Find all values of x such that sin 2x = sin x and 0 <= x <= 2π. (List the answers in increasing order.)

**Answer 1**

sin2x = sinx OR sinx(2cosx — 1) = 0 giving sinx = sin0, cosx = cos(pi/3)
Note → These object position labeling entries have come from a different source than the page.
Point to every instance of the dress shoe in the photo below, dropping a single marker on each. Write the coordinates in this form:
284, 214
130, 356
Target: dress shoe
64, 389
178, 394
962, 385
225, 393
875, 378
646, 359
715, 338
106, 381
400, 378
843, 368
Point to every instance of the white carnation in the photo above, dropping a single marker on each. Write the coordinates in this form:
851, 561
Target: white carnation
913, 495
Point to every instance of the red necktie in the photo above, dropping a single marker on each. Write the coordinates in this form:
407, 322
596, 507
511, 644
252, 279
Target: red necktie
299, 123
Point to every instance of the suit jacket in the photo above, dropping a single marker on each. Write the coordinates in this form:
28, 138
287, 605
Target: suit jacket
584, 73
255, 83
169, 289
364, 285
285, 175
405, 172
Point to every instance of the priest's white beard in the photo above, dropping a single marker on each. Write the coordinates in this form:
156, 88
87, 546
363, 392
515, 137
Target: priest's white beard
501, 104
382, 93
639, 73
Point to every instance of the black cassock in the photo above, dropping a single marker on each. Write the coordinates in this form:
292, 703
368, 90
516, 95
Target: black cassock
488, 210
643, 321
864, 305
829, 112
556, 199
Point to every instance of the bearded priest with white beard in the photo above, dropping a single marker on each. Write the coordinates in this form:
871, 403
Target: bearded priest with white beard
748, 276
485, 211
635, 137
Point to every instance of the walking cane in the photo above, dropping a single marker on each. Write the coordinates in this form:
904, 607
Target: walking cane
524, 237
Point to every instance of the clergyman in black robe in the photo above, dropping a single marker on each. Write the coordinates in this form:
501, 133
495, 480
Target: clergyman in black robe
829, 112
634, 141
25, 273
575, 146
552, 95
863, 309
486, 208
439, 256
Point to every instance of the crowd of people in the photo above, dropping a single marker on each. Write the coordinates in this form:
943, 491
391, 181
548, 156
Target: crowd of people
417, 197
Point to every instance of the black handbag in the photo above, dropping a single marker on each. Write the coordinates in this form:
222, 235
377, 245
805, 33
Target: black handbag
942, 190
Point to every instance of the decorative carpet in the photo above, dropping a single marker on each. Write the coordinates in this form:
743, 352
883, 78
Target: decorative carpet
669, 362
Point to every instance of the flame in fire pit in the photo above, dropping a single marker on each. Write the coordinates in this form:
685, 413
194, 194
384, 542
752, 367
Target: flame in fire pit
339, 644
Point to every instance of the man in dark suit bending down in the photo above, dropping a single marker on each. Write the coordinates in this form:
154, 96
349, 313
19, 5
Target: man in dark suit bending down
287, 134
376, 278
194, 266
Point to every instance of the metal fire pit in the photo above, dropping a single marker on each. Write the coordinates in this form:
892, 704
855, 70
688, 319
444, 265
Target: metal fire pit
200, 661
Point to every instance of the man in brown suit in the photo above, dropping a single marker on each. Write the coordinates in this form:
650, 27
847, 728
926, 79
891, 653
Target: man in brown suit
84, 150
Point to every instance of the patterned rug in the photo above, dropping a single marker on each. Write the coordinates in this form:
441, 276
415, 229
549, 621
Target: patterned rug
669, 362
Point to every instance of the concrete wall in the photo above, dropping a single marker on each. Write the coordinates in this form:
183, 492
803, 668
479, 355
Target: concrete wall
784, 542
whence x = 0, pi/3, pi, 5pi/3, 2pi.

**Answer 2**

sin 2x = sin x

=> sin 2x – sin x = 0

=> 2 sin x cos x = sin x = 0

=> sin x (2 cos x – 1 ) = 0

=> sin x = 0 or 2cos x – 1 = 0

sin x = 0

=> x = 0, pi

2 cos x – 1 = 0

=> cos x = 1/2

=> x = pi/3, 2pi/3, 4pi/3, 5pi/3

have a nice day!

**Answer 3**

trig identity:

sin 2x =2sinxcosx

so you want x s.t.

2sinxcosx=sinx

this is true when sinx=0 or when cosx=1/2.

sin(0)=sin(2pi)=0,

cos(pi/3)=cos(5pi/3)=1/2

so you want 0 ,pi/3 ,pi, 5pi/3 or 2pi

**Answer 4**

0

pi/3

2pi/3

pi

2pi

You might want to check it with a calculator, we don’t have one. jk – we’re too lazy to use it.